Some have family members living in Japan. Others say their countries of origin will not accept them. Still others have sought refugee status in Japan, so they cannot be deported as long as their applications are being processed.


While the detainees thus have an entire variety of background circumstances, many of them have gone so far as to stage hunger strikes to protest their prolonged incarcerations. We can no longer afford to turn a blind eye to their plight.


The situation has changed somewhat since the onset of the COVID-19 pandemic, including an increase in the number of people granted “provisional release” to help prevent a spread of coronavirus infections. That, however, has provided no fundamental solution to the problem.


Worthy of note in the government bill is a provision to create a new supervisory program, which would allow would-be deportees to live outside detention facilities under the supervision of their family members or others until their applications for refugee recognition or for special permission to stay in Japan are decided.


Introduction of that program would relax the current principle, whereby everyone suspected of circumstances that warrant deportation should be detained at least temporarily. Just as in the case of provisional release, however, the standards for allowing entry into a supervisory program remain ambiguous and are likely to be left to the broad discretion of the authorities.


A U.N. working group said last autumn, in response to a plea made by two male non-Japanese citizens, that the long detentions by Japan’s immigration authorities violate the International Covenants on Human Rights. It also called on Japan to ensure that decisions on matters of detention will be put to judicial review and that an upper limit will be set on detention periods.


Neither of the recommended measures, however, is included in the government bill.

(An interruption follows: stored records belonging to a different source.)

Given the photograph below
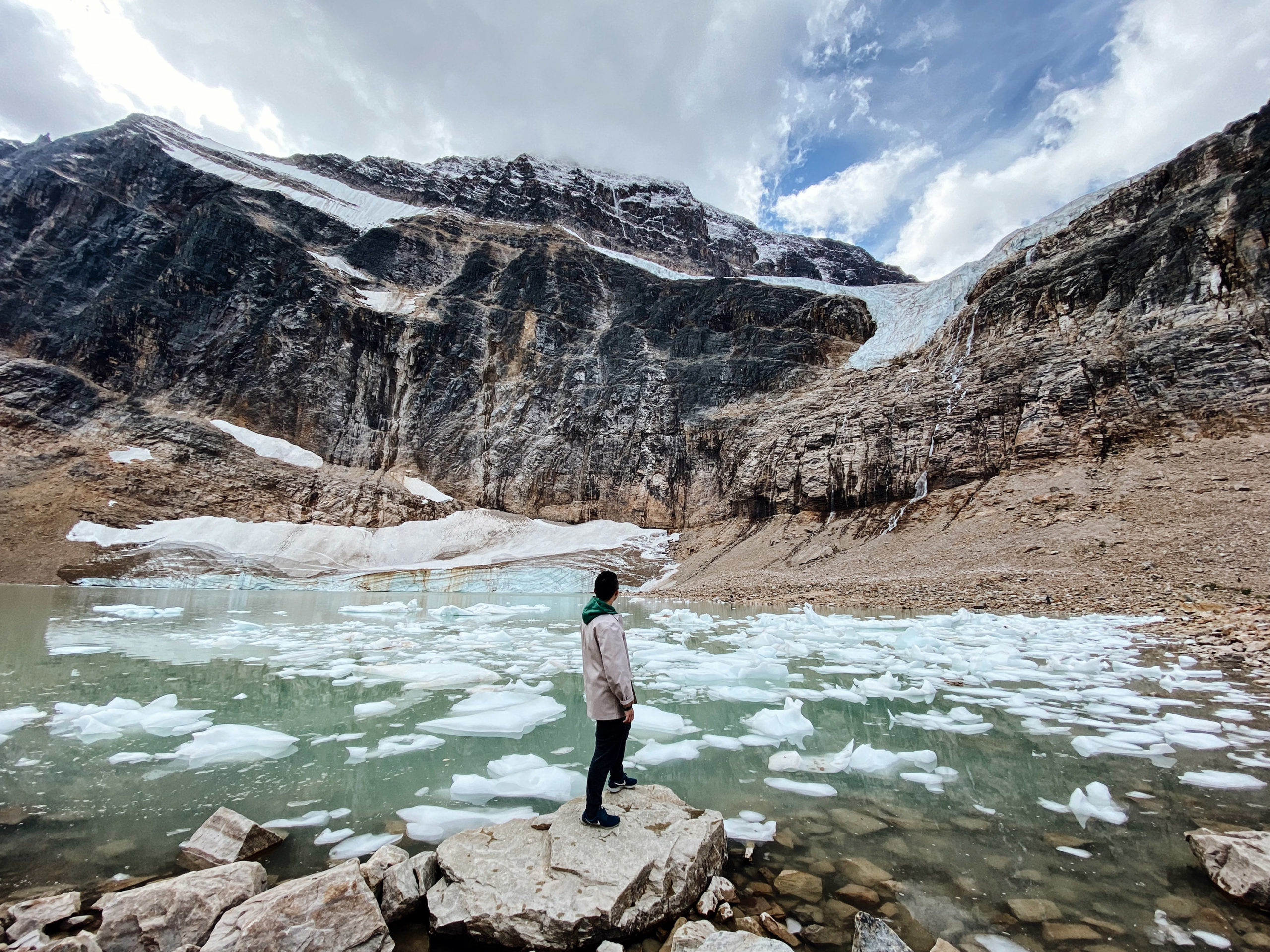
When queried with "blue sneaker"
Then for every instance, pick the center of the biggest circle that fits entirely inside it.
(602, 819)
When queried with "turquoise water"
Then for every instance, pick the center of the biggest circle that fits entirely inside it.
(294, 664)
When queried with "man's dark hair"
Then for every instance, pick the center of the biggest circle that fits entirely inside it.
(606, 586)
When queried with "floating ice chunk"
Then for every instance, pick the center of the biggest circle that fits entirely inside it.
(271, 447)
(418, 488)
(845, 695)
(1075, 851)
(131, 455)
(518, 776)
(432, 824)
(497, 714)
(385, 608)
(743, 694)
(785, 724)
(431, 676)
(717, 740)
(653, 722)
(139, 611)
(17, 717)
(1221, 780)
(750, 831)
(234, 743)
(314, 818)
(338, 738)
(656, 753)
(959, 720)
(93, 722)
(327, 837)
(130, 757)
(807, 790)
(1165, 931)
(1257, 760)
(394, 746)
(1210, 939)
(373, 709)
(999, 944)
(364, 846)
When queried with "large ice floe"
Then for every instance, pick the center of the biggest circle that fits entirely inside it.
(271, 447)
(336, 556)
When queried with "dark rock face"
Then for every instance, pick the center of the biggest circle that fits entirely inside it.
(518, 368)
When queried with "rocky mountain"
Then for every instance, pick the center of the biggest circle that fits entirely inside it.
(548, 341)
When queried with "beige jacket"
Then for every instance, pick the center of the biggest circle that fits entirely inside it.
(606, 668)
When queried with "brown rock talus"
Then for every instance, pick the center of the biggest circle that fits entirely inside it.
(172, 913)
(228, 837)
(1239, 862)
(328, 912)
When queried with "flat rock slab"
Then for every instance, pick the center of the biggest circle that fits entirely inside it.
(1237, 861)
(328, 912)
(874, 936)
(571, 885)
(226, 837)
(172, 913)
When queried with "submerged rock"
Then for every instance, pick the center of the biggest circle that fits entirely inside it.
(405, 887)
(35, 914)
(172, 913)
(328, 912)
(571, 885)
(874, 936)
(1239, 862)
(226, 837)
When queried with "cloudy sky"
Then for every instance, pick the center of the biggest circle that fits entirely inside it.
(922, 130)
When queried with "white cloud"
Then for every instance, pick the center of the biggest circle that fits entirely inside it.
(128, 71)
(850, 202)
(1182, 71)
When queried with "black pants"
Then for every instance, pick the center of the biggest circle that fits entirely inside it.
(610, 751)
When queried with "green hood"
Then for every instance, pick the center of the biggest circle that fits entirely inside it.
(595, 608)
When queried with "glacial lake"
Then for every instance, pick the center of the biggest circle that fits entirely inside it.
(937, 739)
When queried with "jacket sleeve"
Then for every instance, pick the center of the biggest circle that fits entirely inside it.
(616, 663)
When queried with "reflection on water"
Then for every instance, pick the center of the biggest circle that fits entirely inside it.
(290, 667)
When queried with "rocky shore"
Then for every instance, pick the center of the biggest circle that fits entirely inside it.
(665, 880)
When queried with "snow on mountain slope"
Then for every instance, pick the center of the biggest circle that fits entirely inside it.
(359, 209)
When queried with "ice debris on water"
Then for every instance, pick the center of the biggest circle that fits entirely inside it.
(393, 747)
(785, 724)
(1164, 931)
(327, 837)
(518, 776)
(232, 744)
(385, 608)
(139, 611)
(432, 824)
(750, 831)
(653, 722)
(1094, 803)
(509, 713)
(958, 720)
(807, 790)
(162, 717)
(364, 844)
(1221, 780)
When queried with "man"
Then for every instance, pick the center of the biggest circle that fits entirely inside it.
(606, 670)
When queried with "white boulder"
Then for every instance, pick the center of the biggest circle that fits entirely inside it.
(570, 885)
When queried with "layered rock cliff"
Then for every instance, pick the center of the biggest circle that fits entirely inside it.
(511, 330)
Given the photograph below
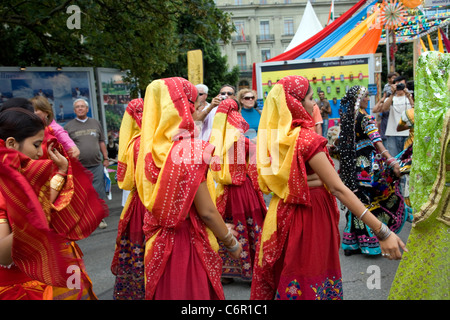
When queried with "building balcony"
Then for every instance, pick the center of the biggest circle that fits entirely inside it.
(240, 39)
(244, 68)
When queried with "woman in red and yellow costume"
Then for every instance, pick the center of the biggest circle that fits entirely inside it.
(298, 254)
(182, 222)
(238, 197)
(128, 260)
(44, 206)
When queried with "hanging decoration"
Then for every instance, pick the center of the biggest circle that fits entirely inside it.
(412, 3)
(392, 14)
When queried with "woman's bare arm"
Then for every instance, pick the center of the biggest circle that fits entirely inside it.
(211, 217)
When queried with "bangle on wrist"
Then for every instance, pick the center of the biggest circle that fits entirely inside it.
(383, 233)
(57, 182)
(233, 248)
(362, 214)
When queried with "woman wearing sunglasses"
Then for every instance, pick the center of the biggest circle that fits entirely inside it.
(247, 102)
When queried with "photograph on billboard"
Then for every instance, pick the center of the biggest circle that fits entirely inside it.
(114, 96)
(333, 76)
(60, 87)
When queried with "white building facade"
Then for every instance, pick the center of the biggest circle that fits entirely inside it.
(265, 28)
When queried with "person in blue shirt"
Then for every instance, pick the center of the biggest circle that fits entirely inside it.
(249, 111)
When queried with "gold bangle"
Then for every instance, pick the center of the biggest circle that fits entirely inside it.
(57, 182)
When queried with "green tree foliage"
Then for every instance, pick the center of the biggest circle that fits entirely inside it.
(144, 37)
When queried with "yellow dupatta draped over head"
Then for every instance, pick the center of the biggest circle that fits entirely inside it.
(282, 119)
(171, 165)
(284, 142)
(130, 132)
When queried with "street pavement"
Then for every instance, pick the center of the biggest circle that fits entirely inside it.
(364, 277)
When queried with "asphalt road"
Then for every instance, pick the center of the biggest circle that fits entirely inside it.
(364, 277)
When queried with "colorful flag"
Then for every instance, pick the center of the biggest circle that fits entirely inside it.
(331, 13)
(195, 66)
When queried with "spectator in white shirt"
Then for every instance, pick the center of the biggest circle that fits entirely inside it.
(400, 100)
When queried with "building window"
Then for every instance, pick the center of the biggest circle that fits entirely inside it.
(242, 60)
(240, 35)
(265, 54)
(288, 26)
(264, 30)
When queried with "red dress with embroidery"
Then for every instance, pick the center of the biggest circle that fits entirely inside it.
(306, 257)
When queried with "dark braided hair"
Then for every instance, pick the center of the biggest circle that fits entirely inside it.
(347, 149)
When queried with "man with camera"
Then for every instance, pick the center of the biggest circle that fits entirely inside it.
(399, 101)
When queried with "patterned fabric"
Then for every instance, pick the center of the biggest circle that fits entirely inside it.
(431, 137)
(283, 127)
(238, 197)
(170, 167)
(42, 229)
(285, 112)
(363, 170)
(424, 271)
(128, 260)
(407, 119)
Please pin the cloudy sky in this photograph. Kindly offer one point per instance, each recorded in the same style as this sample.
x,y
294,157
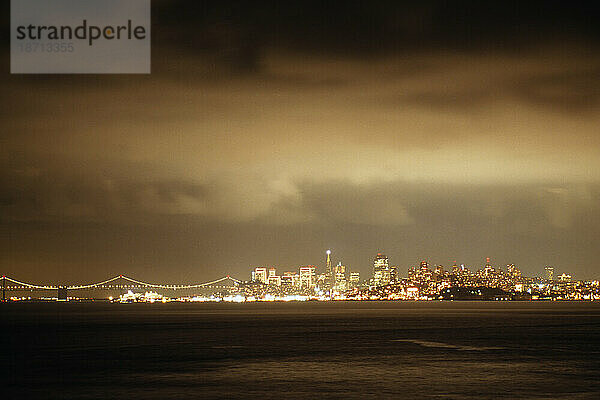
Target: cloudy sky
x,y
269,132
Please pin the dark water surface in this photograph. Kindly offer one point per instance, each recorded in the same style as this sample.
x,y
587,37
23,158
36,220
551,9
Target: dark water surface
x,y
366,350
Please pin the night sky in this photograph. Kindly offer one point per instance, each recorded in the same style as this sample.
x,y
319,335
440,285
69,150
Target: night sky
x,y
269,132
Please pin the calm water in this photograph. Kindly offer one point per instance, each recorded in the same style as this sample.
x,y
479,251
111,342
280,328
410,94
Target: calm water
x,y
367,350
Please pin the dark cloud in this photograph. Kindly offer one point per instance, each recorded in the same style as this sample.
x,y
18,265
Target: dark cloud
x,y
270,131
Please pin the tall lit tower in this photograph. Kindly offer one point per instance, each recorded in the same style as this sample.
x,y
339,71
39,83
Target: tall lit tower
x,y
381,270
329,274
549,273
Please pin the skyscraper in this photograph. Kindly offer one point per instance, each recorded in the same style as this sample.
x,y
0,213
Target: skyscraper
x,y
329,273
340,278
381,270
549,273
307,277
259,274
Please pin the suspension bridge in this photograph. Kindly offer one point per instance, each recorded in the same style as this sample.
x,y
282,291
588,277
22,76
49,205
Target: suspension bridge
x,y
119,282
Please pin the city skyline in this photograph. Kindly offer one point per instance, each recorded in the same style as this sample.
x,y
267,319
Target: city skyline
x,y
265,133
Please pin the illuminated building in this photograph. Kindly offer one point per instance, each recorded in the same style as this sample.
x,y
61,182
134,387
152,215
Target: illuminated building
x,y
340,278
381,270
354,279
549,273
563,277
329,278
273,278
259,274
455,269
307,277
290,280
488,270
513,271
393,274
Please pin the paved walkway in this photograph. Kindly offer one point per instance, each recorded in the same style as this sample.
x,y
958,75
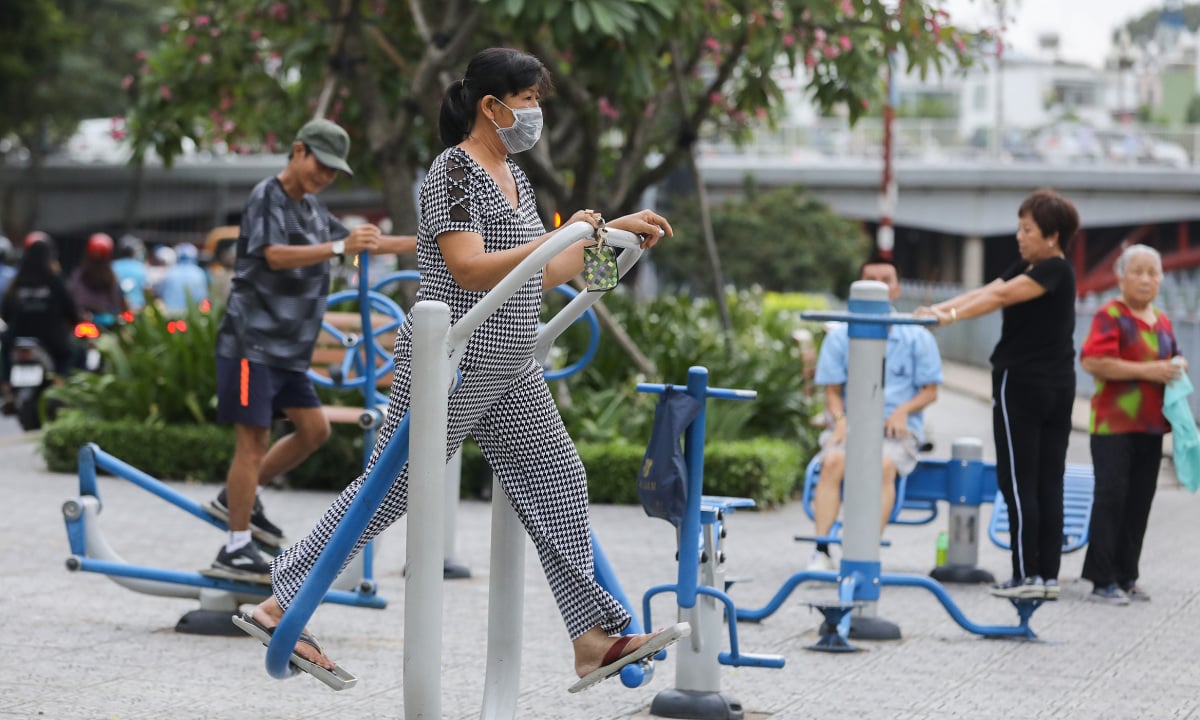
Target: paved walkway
x,y
77,646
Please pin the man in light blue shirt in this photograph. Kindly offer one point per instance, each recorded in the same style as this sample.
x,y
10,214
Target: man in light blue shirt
x,y
913,373
130,269
185,283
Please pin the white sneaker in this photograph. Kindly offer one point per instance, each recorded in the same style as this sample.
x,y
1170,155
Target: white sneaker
x,y
821,561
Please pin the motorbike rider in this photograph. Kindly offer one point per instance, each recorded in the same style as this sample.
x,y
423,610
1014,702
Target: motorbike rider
x,y
94,285
131,271
37,304
6,271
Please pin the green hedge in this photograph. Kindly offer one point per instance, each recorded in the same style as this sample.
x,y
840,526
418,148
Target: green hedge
x,y
765,469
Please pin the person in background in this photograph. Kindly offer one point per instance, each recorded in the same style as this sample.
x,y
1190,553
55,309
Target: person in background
x,y
130,269
6,271
287,243
94,285
161,259
1132,352
185,283
913,373
36,304
1032,385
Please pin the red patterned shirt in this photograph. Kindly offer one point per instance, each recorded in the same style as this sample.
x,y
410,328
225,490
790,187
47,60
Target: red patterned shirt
x,y
1128,406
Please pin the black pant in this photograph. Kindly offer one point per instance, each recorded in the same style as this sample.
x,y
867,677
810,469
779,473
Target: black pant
x,y
1126,468
1031,424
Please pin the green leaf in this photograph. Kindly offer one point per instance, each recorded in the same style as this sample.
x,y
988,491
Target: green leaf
x,y
581,16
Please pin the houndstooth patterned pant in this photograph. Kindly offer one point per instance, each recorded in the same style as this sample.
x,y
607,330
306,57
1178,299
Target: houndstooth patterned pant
x,y
517,426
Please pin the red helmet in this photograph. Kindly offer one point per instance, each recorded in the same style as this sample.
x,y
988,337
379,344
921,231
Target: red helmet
x,y
35,237
100,247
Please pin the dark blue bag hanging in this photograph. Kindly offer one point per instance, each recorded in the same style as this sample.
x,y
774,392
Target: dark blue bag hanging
x,y
663,479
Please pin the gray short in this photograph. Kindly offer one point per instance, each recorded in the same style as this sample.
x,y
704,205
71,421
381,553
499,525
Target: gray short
x,y
903,451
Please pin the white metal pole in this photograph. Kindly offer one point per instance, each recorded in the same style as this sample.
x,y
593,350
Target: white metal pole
x,y
426,472
864,429
505,609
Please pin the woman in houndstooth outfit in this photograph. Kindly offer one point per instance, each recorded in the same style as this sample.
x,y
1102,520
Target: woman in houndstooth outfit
x,y
479,220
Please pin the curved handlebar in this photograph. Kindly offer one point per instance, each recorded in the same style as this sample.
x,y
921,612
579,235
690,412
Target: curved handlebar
x,y
564,238
870,318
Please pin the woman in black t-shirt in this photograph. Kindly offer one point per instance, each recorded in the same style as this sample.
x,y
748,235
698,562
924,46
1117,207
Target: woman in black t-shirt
x,y
1033,385
37,304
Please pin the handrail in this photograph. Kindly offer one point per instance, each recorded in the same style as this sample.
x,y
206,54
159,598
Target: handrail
x,y
564,238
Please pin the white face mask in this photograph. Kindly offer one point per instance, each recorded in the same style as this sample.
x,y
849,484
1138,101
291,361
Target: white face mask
x,y
523,132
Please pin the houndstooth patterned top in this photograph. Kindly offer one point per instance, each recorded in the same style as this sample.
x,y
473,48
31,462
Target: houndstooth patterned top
x,y
460,196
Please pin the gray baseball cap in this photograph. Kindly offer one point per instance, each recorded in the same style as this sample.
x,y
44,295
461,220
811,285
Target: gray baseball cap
x,y
328,142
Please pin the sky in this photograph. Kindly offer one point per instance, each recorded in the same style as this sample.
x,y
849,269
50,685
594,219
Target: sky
x,y
1085,27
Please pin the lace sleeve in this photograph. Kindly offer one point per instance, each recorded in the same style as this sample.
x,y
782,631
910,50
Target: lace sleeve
x,y
451,203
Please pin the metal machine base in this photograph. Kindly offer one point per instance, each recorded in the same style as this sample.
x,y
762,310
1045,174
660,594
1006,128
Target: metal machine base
x,y
696,705
961,575
453,570
829,640
209,622
873,629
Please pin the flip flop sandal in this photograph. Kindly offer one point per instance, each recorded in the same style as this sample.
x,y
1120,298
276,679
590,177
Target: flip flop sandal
x,y
613,660
337,678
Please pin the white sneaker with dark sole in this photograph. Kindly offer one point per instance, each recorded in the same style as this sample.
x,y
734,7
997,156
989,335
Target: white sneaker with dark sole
x,y
1029,588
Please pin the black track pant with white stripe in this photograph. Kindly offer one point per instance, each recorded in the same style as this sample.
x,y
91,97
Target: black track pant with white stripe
x,y
1031,424
516,425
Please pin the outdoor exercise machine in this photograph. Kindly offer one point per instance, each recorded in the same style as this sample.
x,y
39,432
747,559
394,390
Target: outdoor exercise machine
x,y
219,597
420,439
859,579
365,359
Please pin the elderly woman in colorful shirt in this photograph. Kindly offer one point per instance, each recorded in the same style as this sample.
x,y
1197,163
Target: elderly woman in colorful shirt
x,y
1132,352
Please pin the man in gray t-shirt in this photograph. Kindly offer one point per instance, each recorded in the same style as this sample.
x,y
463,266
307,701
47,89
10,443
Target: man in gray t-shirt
x,y
265,340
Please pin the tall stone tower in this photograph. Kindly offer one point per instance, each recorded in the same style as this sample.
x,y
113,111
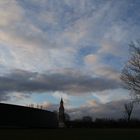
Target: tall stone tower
x,y
61,114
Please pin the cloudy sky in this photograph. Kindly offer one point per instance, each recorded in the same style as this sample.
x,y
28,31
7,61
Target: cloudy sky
x,y
73,49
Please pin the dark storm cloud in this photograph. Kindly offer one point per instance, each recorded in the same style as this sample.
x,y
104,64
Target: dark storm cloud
x,y
114,109
24,81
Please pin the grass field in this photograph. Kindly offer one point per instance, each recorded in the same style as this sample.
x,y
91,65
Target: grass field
x,y
70,134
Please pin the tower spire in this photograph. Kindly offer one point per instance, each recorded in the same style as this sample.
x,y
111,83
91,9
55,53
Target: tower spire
x,y
61,114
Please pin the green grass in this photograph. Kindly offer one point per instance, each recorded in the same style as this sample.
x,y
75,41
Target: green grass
x,y
70,134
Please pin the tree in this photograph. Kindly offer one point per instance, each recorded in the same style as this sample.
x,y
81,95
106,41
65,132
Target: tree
x,y
128,110
131,72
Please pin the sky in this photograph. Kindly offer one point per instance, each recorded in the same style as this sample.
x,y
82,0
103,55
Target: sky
x,y
74,49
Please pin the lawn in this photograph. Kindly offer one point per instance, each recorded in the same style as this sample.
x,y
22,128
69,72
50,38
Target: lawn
x,y
70,134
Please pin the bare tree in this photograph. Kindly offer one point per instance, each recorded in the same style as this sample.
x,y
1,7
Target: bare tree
x,y
131,72
128,110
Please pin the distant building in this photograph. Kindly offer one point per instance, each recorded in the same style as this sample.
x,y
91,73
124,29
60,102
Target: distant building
x,y
61,114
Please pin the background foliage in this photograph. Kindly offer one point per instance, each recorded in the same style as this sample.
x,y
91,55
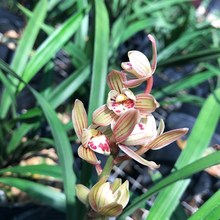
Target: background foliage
x,y
94,37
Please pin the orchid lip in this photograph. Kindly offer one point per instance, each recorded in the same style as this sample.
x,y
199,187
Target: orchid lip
x,y
100,144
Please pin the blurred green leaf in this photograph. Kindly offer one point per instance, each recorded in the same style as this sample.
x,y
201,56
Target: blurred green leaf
x,y
18,134
175,176
70,85
209,210
205,55
197,142
154,6
45,194
180,44
23,50
50,46
188,82
64,152
100,57
28,38
42,169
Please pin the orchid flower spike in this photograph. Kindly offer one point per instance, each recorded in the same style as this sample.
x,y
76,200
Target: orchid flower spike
x,y
93,140
105,199
145,136
122,99
139,65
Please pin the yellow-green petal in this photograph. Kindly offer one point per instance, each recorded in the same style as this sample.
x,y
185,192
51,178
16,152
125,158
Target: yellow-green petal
x,y
125,125
79,118
146,103
115,79
103,116
88,155
166,138
138,158
82,193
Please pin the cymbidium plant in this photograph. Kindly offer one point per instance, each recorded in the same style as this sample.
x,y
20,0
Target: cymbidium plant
x,y
122,129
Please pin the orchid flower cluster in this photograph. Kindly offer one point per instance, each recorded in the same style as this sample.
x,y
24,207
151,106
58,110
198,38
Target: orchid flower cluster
x,y
124,128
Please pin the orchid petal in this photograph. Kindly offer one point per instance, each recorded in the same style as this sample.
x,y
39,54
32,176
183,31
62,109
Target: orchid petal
x,y
138,158
111,96
79,118
93,193
146,103
86,136
154,57
125,125
103,116
140,63
88,155
111,210
82,193
116,184
100,144
134,82
115,79
161,127
122,194
166,138
129,94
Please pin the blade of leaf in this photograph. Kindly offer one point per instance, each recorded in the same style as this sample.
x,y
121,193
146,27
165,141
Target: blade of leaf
x,y
42,169
28,38
185,83
205,125
50,46
24,48
208,209
66,88
64,152
18,134
178,175
38,191
100,60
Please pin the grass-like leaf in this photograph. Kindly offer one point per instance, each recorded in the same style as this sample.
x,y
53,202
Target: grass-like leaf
x,y
50,46
180,174
17,136
185,83
198,141
209,210
45,194
100,59
42,169
64,151
28,38
66,88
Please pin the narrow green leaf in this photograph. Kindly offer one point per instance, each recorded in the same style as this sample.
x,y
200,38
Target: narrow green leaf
x,y
50,46
100,60
178,175
18,134
185,83
8,87
64,152
29,14
155,6
45,194
137,26
28,38
206,54
42,169
209,210
180,44
66,88
198,141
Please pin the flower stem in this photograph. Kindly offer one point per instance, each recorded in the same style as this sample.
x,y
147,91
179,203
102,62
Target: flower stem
x,y
149,85
108,167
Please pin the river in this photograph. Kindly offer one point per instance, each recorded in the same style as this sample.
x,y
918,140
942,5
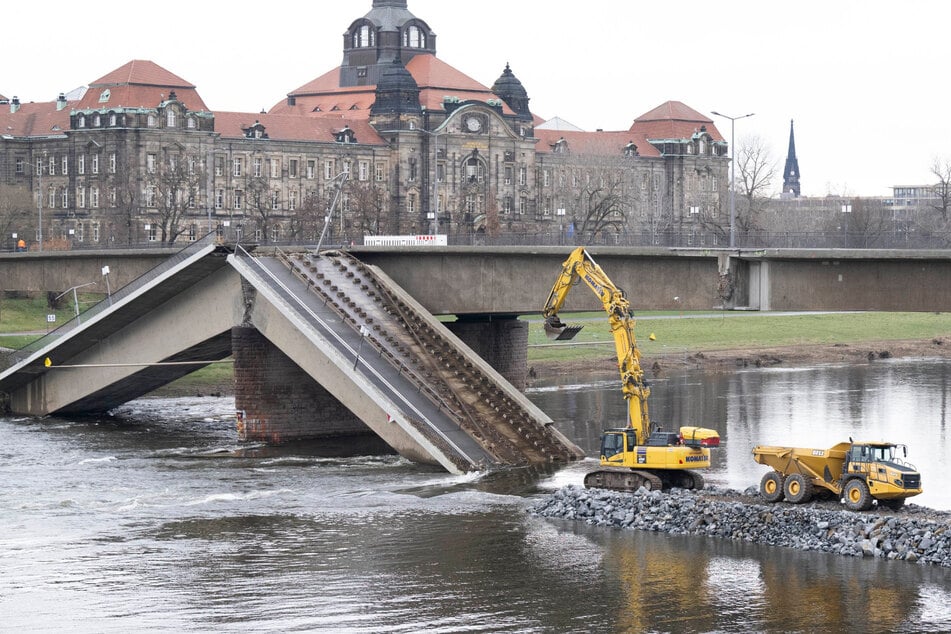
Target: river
x,y
158,519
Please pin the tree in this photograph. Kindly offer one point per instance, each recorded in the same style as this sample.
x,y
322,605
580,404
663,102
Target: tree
x,y
754,171
174,187
941,168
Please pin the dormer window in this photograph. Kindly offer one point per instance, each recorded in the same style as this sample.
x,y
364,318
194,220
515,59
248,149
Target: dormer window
x,y
363,37
413,37
345,136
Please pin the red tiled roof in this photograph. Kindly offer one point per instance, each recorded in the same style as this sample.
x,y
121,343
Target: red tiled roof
x,y
294,128
670,120
34,119
673,120
140,84
324,96
593,143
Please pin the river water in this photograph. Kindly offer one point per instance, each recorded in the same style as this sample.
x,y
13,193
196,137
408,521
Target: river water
x,y
158,519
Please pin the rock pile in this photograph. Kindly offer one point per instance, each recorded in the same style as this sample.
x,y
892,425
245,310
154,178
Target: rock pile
x,y
913,534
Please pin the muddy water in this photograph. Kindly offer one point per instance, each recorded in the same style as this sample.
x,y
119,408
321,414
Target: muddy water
x,y
159,519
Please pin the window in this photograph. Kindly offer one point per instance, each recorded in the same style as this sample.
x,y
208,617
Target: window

Arrest of a suspect and detention of a suspect or an accused individual require a warrant issued by a court. Incarceration of a foreign national into an immigration center is no different from those procedures in that it involves restriction of freedom.


We should change our thinking and realize that a requisite intervention of a judicial decision to prevent arbitrary operation of the system would not only guarantee the rights of foreign nationals but also help build public trust in Japan’s immigration control services.


The government bill includes a revision of the current provision saying that an applicant for refugee status should not be deported while the process is ongoing. Those who are applying for refugee status for a third and subsequent time will, in principle, be excluded from coverage of that rule under the proposed legal changes.


In fact, however, many people have been granted refugee status, or permission to stay in Japan, in the course of their repeated applications. We cannot but feel concerned that easy deportation of foreign nationals could bring about irrecoverable developments to their lives.


The government has explained that other countries, including Germany and France, have also set limits on the number of times that refugee status can be sought.


Those nations, however, are granting refugee status more extensively to applicants during the initial review process, so they cannot be mentioned in the same breath as Japan, which has set considerably higher hurdles and has thus invited mistrust.


The planned legal revisions are not likely to win the understanding of the international community.